As a principal attorney for the Baller Herbst Law Group, he has fought these interests on behalf of local governments and utilities for the right to build and operate new telecommunication networks.

Baller's clients include the American Public Power Association, the National Association of Telecommunications Officers and Advisors, and individual local governments and public power utilities in more than 35 states. Over the past decade, he has been involved in many of the leading community broadband projects in the United States and in most of the legislative and court battles over state barriers to municipal entry.

In particular, he was lead counsel in cases that struck down barriers to entry in Missouri and Virginia. Baller was also counsel of record when the case in Missouri went before the US Supreme Court.

As Americans thirst for more advanced technology, such as high-speed Internet access, some municipalities and government-owned utilities are building their own fibre-based or advanced wireless networks. Most of these networks so far have been built in rural regions where large phone companies and cable companies are reluctant to build out infrastructure. But the movement is also spreading into more densely populated areas as communities look for ways to attract new businesses.

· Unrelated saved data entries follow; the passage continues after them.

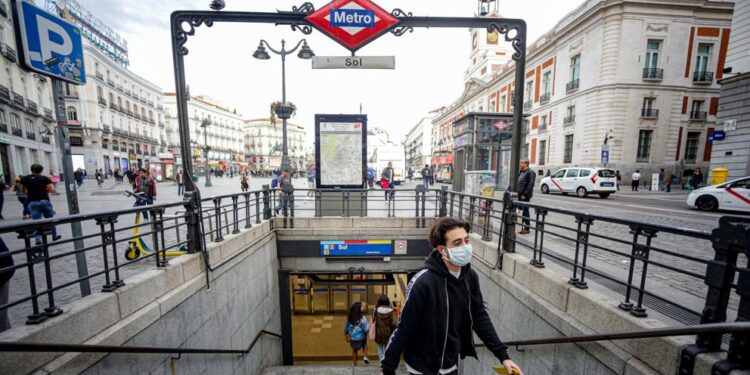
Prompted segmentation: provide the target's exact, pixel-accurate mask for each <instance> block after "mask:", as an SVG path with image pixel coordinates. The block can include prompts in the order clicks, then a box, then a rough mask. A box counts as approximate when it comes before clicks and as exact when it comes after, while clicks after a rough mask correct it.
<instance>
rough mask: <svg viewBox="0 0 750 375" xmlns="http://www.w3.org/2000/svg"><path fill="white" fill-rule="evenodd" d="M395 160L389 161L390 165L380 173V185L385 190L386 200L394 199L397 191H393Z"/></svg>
mask: <svg viewBox="0 0 750 375" xmlns="http://www.w3.org/2000/svg"><path fill="white" fill-rule="evenodd" d="M393 178H394V173H393V162H390V161H389V162H388V166H387V167H385V168H383V171H382V172H381V173H380V187H382V188H383V189H384V190H385V200H388V199H393V195H394V194H395V192H394V191H393Z"/></svg>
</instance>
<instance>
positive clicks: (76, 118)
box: [67, 106, 78, 121]
mask: <svg viewBox="0 0 750 375" xmlns="http://www.w3.org/2000/svg"><path fill="white" fill-rule="evenodd" d="M67 115H68V121H78V112H77V111H76V108H75V107H73V106H71V107H68V111H67Z"/></svg>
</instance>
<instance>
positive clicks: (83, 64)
mask: <svg viewBox="0 0 750 375" xmlns="http://www.w3.org/2000/svg"><path fill="white" fill-rule="evenodd" d="M13 5H14V15H15V18H16V25H17V28H16V32H17V36H18V38H17V40H19V41H20V43H19V44H20V46H19V47H20V48H19V52H20V54H21V57H22V58H21V61H22V62H23V64H24V66H25V67H26V68H27V69H30V70H33V71H36V72H38V73H40V74H43V75H46V76H50V77H53V78H59V79H62V80H65V81H68V82H70V83H74V84H79V85H83V84H85V83H86V71H85V69H84V64H83V41H82V40H81V30H80V29H79V28H78V27H77V26H75V25H73V24H71V23H69V22H67V21H65V20H63V19H61V18H59V17H57V16H55V15H53V14H51V13H47V12H45V11H44V10H42V9H40V8H37V7H36V6H34V4H32V3H30V2H28V1H26V0H14V1H13Z"/></svg>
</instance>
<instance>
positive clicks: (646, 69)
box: [643, 68, 664, 81]
mask: <svg viewBox="0 0 750 375" xmlns="http://www.w3.org/2000/svg"><path fill="white" fill-rule="evenodd" d="M663 78H664V69H660V68H644V69H643V80H644V81H661V80H662V79H663Z"/></svg>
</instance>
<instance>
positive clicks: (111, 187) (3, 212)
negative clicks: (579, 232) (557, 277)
mask: <svg viewBox="0 0 750 375" xmlns="http://www.w3.org/2000/svg"><path fill="white" fill-rule="evenodd" d="M270 180H271V179H270V178H251V180H250V190H251V191H254V190H260V189H261V188H262V186H263V185H266V184H270ZM212 182H213V185H214V186H213V187H204V180H203V177H201V178H200V180H199V181H198V186H199V187H200V189H201V193H202V197H203V198H204V199H206V198H210V197H212V196H221V195H226V194H232V193H239V192H240V180H239V178H238V177H235V178H228V177H225V178H213V179H212ZM418 184H421V182H420V181H418V180H417V181H411V182H407V183H405V184H404V185H402V186H401V187H400V188H402V189H408V190H411V189H413V188H414V187H415V186H417V185H418ZM294 185H295V187H296V188H298V189H304V188H307V182H306V180H305V179H295V180H294ZM435 187H436V188H439V187H441V185H438V186H435ZM126 189H129V187H128V185H127V184H115V183H114V180H113V179H109V180H106V181H105V183H104V185H103V186H102V187H101V188H99V187H97V185H96V182H95V181H93V180H87V181H86V182H85V183H84V185H83V187H82V189H81V190H80V191H79V192H78V196H79V201H80V211H81V213H84V214H90V213H95V212H102V211H111V210H120V209H125V208H128V207H131V206H132V205H133V202H134V201H133V200H132V198H129V197H126V196H124V195H123V192H124V191H125V190H126ZM157 193H158V194H157V201H156V202H157V203H162V204H163V203H170V202H179V201H180V200H181V199H180V197H179V196H178V195H177V186H176V185H175V184H174V182H171V181H166V182H161V183H159V184H158V185H157ZM382 194H383V193H382V191H376V192H374V193H372V194H370V198H369V200H368V209H369V215H371V216H386V215H387V214H388V212H387V210H386V207H387V206H386V205H387V202H386V201H385V199H382V200H381V197H383V198H384V196H383V195H382ZM295 196H296V198H295V200H296V201H295V215H296V216H308V217H309V216H313V214H314V210H313V208H314V202H313V200H312V199H311V198H307V197H305V193H304V192H298V193H297V194H296V195H295ZM413 197H414V194H413V193H409V192H399V193H398V195H397V207H396V208H397V212H396V215H397V216H413V215H414V209H415V202H414V198H413ZM427 197H428V198H427V202H426V214H427V215H428V216H432V215H436V214H437V205H436V204H435V197H436V194H435V193H433V192H431V193H429V194H428V195H427ZM685 197H686V193H685V192H674V193H658V192H639V193H631V192H620V193H617V194H614V195H613V196H611V197H610V198H609V199H600V198H598V197H596V198H593V197H592V198H585V199H580V198H576V197H571V196H561V195H542V194H541V193H537V194H536V195H535V197H534V199H533V201H532V203H535V204H541V205H547V206H550V207H558V208H563V209H569V210H576V211H582V212H589V213H593V214H604V215H611V216H614V217H619V218H622V219H630V220H635V221H638V222H650V223H658V224H663V225H670V226H676V227H683V228H691V229H696V230H703V231H710V230H711V229H713V228H714V227H715V226H716V225H717V223H718V218H719V217H720V216H721V215H726V214H728V213H721V212H720V213H701V212H697V211H695V210H692V209H690V208H688V207H686V206H685V205H684V199H685ZM52 203H53V205H54V207H55V210H56V214H57V215H58V216H61V215H66V214H67V212H68V211H67V206H66V197H65V193H64V192H63V193H62V194H61V195H55V196H52ZM242 203H243V201H242V200H240V204H242ZM225 204H231V200H228V201H223V202H222V205H225ZM251 204H254V202H251ZM456 204H457V202H456ZM204 207H212V204H211V202H207V203H204ZM240 207H241V209H240V215H239V217H240V220H242V219H243V218H244V210H243V206H240ZM180 209H181V208H180V207H174V208H170V209H167V210H166V213H165V216H170V215H174V214H176V213H177V211H178V210H180ZM454 210H455V211H454V212H455V213H457V212H458V211H457V206H454ZM255 212H256V211H255V207H251V210H250V213H251V215H254V214H255ZM207 213H208V214H211V213H212V211H209V212H207ZM532 214H533V210H532ZM3 216H5V218H6V219H5V220H4V221H3V222H2V224H3V225H8V224H14V223H21V222H24V221H23V220H21V204H20V203H19V202H18V201H17V200H16V198H15V195H13V193H12V192H5V206H4V208H3ZM222 216H223V215H222ZM224 218H225V217H224V216H223V217H222V220H224ZM229 218H230V219H231V215H229ZM133 220H134V215H122V216H120V217H118V221H117V223H116V224H115V225H116V228H118V229H120V230H119V231H118V232H117V233H116V237H117V238H120V239H123V238H127V237H130V236H132V233H131V229H123V228H129V227H131V226H132V225H133ZM547 222H548V228H547V230H548V231H550V232H553V231H556V232H559V233H562V232H564V230H555V229H554V228H552V225H559V226H566V227H571V226H574V225H575V222H574V218H573V217H572V216H567V215H553V214H550V215H549V216H548V218H547ZM226 223H227V222H226V221H224V223H223V225H226ZM166 225H167V226H169V225H170V222H168V223H167V224H166ZM204 225H205V230H206V231H209V229H210V228H211V227H212V225H213V223H209V219H206V220H204ZM492 226H493V230H497V228H499V227H500V225H499V221H498V220H497V219H493V220H492ZM82 227H83V233H84V235H92V236H91V237H90V238H87V239H86V240H85V248H86V249H87V251H86V252H85V254H86V258H87V266H88V272H89V273H94V272H99V271H102V270H103V254H102V249H101V237H100V236H99V234H100V228H99V227H98V226H97V225H96V223H95V222H93V221H91V220H88V221H85V222H83V224H82ZM58 230H59V232H60V233H61V234H62V236H63V240H62V241H63V243H61V244H60V245H57V246H50V254H51V255H52V256H54V255H56V254H60V253H64V252H68V251H70V250H72V245H71V243H69V242H67V243H65V242H64V241H65V240H69V239H70V236H71V235H70V233H71V229H70V226H69V225H61V226H60V228H58ZM145 230H147V229H146V227H143V228H142V229H141V231H142V232H143V231H145ZM229 230H231V228H229ZM225 233H226V232H225ZM592 233H594V234H595V235H597V236H602V237H608V238H610V239H604V238H598V237H597V238H594V237H592V238H593V239H592V243H596V244H597V245H599V246H601V247H602V248H604V249H607V250H609V251H605V250H602V249H599V248H591V249H589V257H588V262H589V263H588V266H591V267H594V268H596V269H598V270H602V271H606V272H608V273H611V274H614V275H617V277H618V278H619V279H622V280H625V278H626V275H627V274H626V272H627V270H628V268H629V266H630V258H629V257H628V256H627V255H623V254H630V250H631V249H630V246H629V245H626V244H624V243H621V242H618V241H614V240H611V238H614V239H620V240H624V241H629V240H630V239H631V238H632V235H630V234H629V228H627V227H626V226H623V225H620V224H610V223H604V222H595V223H594V224H593V225H592ZM566 234H567V235H568V236H569V237H574V236H573V235H572V232H571V233H566ZM178 236H179V237H178ZM178 238H179V239H178ZM2 239H3V240H4V241H5V242H6V244H7V245H8V246H9V248H10V249H11V250H20V249H24V248H25V246H24V242H23V241H22V240H21V239H18V238H17V236H16V235H15V233H12V232H9V233H4V234H2ZM497 239H498V237H497V236H494V235H493V236H492V241H497ZM519 239H520V241H522V242H523V243H526V244H529V245H531V244H533V241H534V237H533V232H532V234H531V235H526V236H519ZM184 240H185V233H184V228H183V230H181V231H178V230H176V229H168V230H166V231H165V242H166V243H167V244H175V243H178V242H179V241H184ZM207 240H210V238H207ZM121 241H122V240H121ZM147 242H148V243H152V242H151V236H148V240H147ZM544 244H545V246H544V248H545V252H547V253H553V254H555V255H557V256H559V257H563V258H566V259H572V258H573V255H574V252H573V251H574V248H575V242H573V241H570V240H566V239H561V238H555V237H554V236H553V235H551V234H548V235H547V236H546V237H545V242H544ZM652 245H653V246H654V247H658V248H660V249H664V250H668V251H672V252H676V253H680V254H685V255H689V256H692V257H695V258H698V259H704V260H708V259H710V258H712V257H713V250H712V248H711V245H710V243H709V242H708V241H705V240H693V239H686V238H682V237H679V236H676V235H672V234H665V233H659V234H657V236H656V237H655V238H654V239H653V243H652ZM126 249H127V243H126V241H123V242H120V243H119V244H118V251H117V253H118V261H119V263H120V264H122V263H123V262H125V261H126V260H125V258H124V253H125V250H126ZM611 251H616V252H617V253H612V252H611ZM519 252H520V253H522V254H524V255H528V256H530V255H531V253H530V251H528V250H527V249H525V248H524V247H523V246H519ZM111 254H112V252H111V248H110V250H108V256H109V258H110V259H109V264H110V265H111V264H112V259H111ZM14 260H15V261H16V263H23V262H25V255H23V254H17V255H16V256H15V257H14ZM546 260H547V261H548V263H549V260H550V259H546ZM651 260H654V261H659V262H663V263H665V264H667V265H669V266H672V267H674V268H676V269H681V270H687V271H690V272H694V273H695V274H697V275H702V274H703V273H704V272H705V266H704V265H703V264H701V263H698V262H695V261H690V260H686V259H679V258H675V257H673V256H668V255H663V254H652V256H651ZM742 262H746V260H744V259H743V260H742ZM153 265H154V260H153V258H148V259H143V260H141V261H140V262H135V263H133V264H129V265H127V266H125V267H123V269H122V270H121V275H120V277H121V278H122V279H124V280H125V281H126V282H127V278H128V277H129V276H132V275H133V274H135V273H137V272H139V271H141V270H144V269H148V268H150V267H153ZM50 266H51V269H52V279H53V284H54V285H60V284H62V283H65V282H72V281H75V280H76V279H77V277H78V276H77V266H76V260H75V257H73V256H65V257H61V258H57V259H54V260H53V261H51V262H50ZM636 266H637V267H636V279H635V280H638V277H639V275H640V273H639V272H640V271H639V270H640V263H637V264H636ZM43 271H44V270H43V267H41V265H37V266H36V267H35V280H36V284H37V288H38V289H39V290H44V289H45V285H46V284H45V283H46V280H45V277H44V272H43ZM563 272H566V271H565V270H563ZM112 276H113V275H112ZM648 276H649V279H648V282H647V284H646V287H647V290H649V291H655V292H658V293H659V294H661V295H667V296H668V297H670V299H673V300H676V301H680V303H684V304H685V305H687V306H689V307H690V308H691V309H693V310H695V311H700V309H701V308H702V300H703V298H704V297H705V291H706V289H705V285H704V283H703V282H702V280H700V279H698V278H696V277H691V276H686V275H683V274H680V273H677V272H674V271H673V270H669V269H666V268H660V267H656V266H651V268H650V269H649V270H648ZM103 284H104V277H103V276H102V275H100V276H97V277H95V278H94V279H92V280H91V289H92V292H99V291H100V289H101V286H102V285H103ZM29 290H30V289H29V274H28V271H27V270H26V269H18V270H16V273H15V275H14V277H13V279H12V281H11V301H13V300H16V299H19V298H22V297H23V296H26V295H29ZM78 298H80V290H79V287H78V284H77V283H72V285H70V286H68V287H66V288H64V289H62V290H60V291H57V292H56V293H55V303H56V304H57V305H62V306H63V308H64V305H65V304H66V303H70V302H72V301H74V300H76V299H78ZM46 303H47V299H46V297H41V298H40V307H41V308H44V307H46ZM733 303H736V301H734V300H733ZM30 312H31V304H30V302H26V303H23V304H20V305H18V306H14V307H12V308H11V309H10V313H11V314H10V315H11V320H12V324H23V322H24V321H25V319H26V318H25V317H26V315H27V314H29V313H30Z"/></svg>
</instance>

The increased competition has struck a nerve with local phone and cable providers, who argue that municipalities have an unfair advantage because they have access to tax money to build and maintain these networks. They also argue that municipalities are often the ones regulating and approving the construction of such networks.

ZDNet UK sister site CNET News.com recently spoke to Baller, who is considered one of the most knowledgeable lawyers in this field, on two separate occasions from his office in Washington, D.C., about the growth of municipally owned networks, competing with the Baby Bells and the cable companies, and losing the Missouri case in the Supreme Court.

Q: What's driving the growth of municipal broadband?
A: Local governments across the United States have come to view affordable access to advanced telecommunication services and capabilities as being vital to economic development and educational and occupational opportunity. They also see it as a key component to competing regionally and globally, revitalising urban areas, modernising health care, reducing traffic and environmental harms, and a variety of things that go into contributing to a high quality of life for the community.

At the same time, local governments are increasingly frustrated by constantly rising cable rates, poor customer service, (and) the sense that the large and increasingly growing cable companies and telephone companies do not seem to care much about local concerns.